What are your rights and responsibilities during a traffic stop? My own take is a bit different from Dale's (see pg. 8), who is, nonetheless, legitimately concerned about the continued erosion of Constitutional rights. One of the paradoxes is that a driver exercising the right to privacy by legally refusing to answer an officer's questions off the subject of the traffic stop - “Where are you going?” “Where did you have dinner?” and, depending on the reason for the traffic stop, “Have you been drinking?” - is unusual in the officer's experience and would probably arouse the officer's suspicion, extending the duration of the stop while he “fishes” for something illegal. Most drivers are going somehwere and don't want the delay to last any longer than necessary, so they universally tend to waive their rights, even if they know what they are. Truly, it becomes a matter of losing our rights because we simply don't exercise them.
That said, my minor military police-style experience and my working the police beat as a newspaper reporter allows me a perspective less idealistic and closer to that of the on-the-ground police officer (pg. 9). Also, I haven't been pulled over by a traffic cop since about 1997 – I tend to play well with others. Or maybe the lack of stickers on my truck doesn't allow for any immediate profiling...
The residents of Dewey-Humboldt are caught in a catch-22.
For at least a decade, they've pointed at Prescott Valley as the bad example of what they don't want to become – a sprawling suburbia highlighted by a succession of strip malls and commercial development along the highway. They wanted to retain their rural atmosphere of ranching, farming and plenty of wide open spaces. When Prescott Valley began annexing property in the Dewey area, they finally resolved to incorporate to avoid being swallowed by PV. But incorporation brings responsibilities for roads, law enforcement, utilities and other public services, which requires money. Incorporated towns get money from taxes – for a large part, sales taxes. That entails a reliance on development.
Young's Farm is already gone, sold to a developer who wants to put hundreds of homes and a commercial area on the old farmstead. The only decision now is, how many homes per acre will D-H permit? How large a commercial area? The highway in D-H already has a sprinkling of strip malls and dealerships, a la Prescott Valley, and it's just a matter of time until the spaces between them fill up with more of the same. Why?
It appears some of the folks designing D-H aren't thinking any differently than those in PV or Prescott or Chino Valley (pg. 6). Dewey-Humboldt is getting caught up in the same feedback loop as the other towns: develop sprawl so that they can pay for infrastructure and services so that they can develop more sprawl to pay for more infrastructure and services so that they can develop more sprawl.
The catch-22 is that, by incorporating, Dewey-Humboldt will now become the very thing it was trying to avoid.
But, it doesn't have to.
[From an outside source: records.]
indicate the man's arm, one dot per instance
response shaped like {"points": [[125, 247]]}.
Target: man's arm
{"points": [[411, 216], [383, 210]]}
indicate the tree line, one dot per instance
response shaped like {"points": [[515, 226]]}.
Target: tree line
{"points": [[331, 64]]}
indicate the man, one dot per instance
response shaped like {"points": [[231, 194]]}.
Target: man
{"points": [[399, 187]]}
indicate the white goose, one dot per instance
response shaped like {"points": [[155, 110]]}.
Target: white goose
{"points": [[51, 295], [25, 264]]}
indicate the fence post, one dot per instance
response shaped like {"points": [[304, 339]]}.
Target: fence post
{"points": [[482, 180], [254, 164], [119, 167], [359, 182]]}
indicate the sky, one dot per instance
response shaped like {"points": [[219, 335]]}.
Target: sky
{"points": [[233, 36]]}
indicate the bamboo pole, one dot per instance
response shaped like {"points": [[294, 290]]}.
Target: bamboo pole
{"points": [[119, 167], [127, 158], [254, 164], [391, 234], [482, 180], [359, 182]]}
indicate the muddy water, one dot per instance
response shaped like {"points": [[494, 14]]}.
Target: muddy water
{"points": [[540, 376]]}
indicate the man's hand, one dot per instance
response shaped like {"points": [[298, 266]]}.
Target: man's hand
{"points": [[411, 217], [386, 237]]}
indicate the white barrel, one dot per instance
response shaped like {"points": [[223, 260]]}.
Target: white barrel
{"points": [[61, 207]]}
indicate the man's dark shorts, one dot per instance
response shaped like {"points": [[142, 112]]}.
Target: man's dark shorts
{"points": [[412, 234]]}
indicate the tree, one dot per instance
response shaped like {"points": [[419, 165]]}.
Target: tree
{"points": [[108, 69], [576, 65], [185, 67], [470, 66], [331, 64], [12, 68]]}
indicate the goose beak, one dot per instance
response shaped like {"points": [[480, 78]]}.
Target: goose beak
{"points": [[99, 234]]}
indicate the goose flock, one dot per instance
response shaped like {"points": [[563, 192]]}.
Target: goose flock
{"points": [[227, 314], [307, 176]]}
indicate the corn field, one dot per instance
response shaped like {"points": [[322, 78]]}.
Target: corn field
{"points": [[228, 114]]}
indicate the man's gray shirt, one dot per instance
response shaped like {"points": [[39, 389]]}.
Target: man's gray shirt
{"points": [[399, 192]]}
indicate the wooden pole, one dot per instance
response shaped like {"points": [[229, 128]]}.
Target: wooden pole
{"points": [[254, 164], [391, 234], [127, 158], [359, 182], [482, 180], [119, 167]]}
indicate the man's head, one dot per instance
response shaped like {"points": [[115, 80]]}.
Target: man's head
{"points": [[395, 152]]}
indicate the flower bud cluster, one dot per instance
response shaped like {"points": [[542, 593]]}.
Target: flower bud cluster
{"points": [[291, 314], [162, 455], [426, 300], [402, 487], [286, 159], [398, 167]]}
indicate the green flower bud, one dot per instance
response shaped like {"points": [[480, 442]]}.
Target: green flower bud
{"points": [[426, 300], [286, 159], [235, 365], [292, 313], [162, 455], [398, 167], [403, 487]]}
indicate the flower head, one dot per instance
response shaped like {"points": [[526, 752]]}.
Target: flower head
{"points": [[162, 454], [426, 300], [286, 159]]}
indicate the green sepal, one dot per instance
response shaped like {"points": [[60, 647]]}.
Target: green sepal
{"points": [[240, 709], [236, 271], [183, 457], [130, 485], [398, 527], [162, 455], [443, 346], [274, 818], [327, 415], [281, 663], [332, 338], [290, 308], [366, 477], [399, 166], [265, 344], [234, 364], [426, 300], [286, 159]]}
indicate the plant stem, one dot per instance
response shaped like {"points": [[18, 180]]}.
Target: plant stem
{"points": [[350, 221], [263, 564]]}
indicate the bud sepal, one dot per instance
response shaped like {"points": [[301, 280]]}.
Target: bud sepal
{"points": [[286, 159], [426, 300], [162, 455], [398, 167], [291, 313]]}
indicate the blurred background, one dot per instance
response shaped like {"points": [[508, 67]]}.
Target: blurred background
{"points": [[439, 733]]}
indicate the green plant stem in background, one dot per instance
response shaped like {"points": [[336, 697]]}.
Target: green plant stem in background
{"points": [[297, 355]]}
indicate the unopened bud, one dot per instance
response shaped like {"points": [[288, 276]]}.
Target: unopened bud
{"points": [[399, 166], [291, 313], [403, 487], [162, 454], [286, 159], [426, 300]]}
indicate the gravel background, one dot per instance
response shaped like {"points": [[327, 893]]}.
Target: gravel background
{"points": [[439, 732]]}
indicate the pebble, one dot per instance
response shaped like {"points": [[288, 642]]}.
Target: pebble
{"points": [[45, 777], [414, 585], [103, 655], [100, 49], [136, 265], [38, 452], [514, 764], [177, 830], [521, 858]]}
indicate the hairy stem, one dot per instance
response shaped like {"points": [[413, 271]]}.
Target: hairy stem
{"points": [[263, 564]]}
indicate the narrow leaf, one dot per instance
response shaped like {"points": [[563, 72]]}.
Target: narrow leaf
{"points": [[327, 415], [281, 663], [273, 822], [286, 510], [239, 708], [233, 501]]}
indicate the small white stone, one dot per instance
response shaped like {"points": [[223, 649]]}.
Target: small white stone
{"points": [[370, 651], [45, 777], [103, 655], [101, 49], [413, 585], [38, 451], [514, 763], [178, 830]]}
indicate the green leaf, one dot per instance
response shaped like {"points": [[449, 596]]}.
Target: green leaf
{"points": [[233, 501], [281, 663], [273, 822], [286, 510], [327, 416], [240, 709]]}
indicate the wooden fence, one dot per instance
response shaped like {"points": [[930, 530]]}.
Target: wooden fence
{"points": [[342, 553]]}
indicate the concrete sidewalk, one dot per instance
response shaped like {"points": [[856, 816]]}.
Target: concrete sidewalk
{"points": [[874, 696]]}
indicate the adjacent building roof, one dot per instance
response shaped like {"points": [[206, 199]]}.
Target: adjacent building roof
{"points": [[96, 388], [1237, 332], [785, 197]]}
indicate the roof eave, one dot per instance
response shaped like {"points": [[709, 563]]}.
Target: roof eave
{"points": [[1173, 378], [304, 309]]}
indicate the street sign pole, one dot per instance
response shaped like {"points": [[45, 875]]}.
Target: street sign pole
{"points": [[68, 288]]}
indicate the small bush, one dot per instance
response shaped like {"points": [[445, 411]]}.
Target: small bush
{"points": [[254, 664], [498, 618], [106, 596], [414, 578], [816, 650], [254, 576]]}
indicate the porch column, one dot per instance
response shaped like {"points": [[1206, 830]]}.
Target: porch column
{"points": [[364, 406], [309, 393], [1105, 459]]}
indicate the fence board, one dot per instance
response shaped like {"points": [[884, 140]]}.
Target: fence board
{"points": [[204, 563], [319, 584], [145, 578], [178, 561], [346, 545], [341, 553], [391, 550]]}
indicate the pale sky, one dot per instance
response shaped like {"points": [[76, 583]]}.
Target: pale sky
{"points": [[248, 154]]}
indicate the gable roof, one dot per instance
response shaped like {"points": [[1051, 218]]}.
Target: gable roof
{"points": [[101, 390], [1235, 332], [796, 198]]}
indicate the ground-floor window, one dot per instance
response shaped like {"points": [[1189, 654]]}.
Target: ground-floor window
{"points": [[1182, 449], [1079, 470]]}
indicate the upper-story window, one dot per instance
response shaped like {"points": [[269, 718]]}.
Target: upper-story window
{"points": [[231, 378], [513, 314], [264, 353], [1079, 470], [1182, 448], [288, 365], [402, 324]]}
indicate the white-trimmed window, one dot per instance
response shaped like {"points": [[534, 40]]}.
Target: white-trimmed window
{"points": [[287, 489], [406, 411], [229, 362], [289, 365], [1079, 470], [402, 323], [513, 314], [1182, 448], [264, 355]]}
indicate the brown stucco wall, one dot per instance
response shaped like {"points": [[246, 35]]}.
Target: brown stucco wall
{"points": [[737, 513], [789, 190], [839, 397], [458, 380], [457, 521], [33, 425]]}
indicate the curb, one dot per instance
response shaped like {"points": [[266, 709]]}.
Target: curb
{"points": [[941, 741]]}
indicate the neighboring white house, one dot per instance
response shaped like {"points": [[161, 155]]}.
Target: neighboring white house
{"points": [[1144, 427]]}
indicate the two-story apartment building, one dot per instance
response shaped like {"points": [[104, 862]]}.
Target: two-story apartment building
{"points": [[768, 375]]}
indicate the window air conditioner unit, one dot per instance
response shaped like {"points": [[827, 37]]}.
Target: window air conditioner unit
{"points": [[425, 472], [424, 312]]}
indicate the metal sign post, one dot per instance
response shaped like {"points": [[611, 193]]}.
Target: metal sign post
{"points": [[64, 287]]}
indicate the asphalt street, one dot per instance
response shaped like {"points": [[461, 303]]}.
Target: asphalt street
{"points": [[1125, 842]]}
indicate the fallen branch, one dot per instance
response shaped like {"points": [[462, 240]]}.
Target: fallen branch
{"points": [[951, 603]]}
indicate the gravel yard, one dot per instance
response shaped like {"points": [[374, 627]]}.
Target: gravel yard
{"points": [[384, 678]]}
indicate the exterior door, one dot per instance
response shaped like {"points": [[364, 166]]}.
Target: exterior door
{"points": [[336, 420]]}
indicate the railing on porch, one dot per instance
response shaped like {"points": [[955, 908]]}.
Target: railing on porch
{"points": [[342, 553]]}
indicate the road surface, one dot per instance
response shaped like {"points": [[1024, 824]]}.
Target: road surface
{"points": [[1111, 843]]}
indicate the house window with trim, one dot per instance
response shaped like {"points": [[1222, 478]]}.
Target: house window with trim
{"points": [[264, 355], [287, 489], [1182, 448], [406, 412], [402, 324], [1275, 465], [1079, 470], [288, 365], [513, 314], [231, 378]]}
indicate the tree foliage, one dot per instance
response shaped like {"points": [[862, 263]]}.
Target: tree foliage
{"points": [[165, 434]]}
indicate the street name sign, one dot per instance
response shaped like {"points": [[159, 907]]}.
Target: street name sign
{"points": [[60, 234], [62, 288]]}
The Young's Farm parcel doesn't have to sprout hundreds of homes; one resident suggests a condo with underground parking could house hundreds of families and still leave plenty of open space – or even a bit of land for farming (pg. 7). At first blush it sounds odd, but is it feasible? It's worth checking out. It's also a prompt for the D-H town council to think in creative new ways, to break away of the limiting economics of the tri-cities. Without new ideas, there will be nothing to distinguish the sprawl and strip malls of Dewey-Humboldt from the sprawl and strip malls of PV.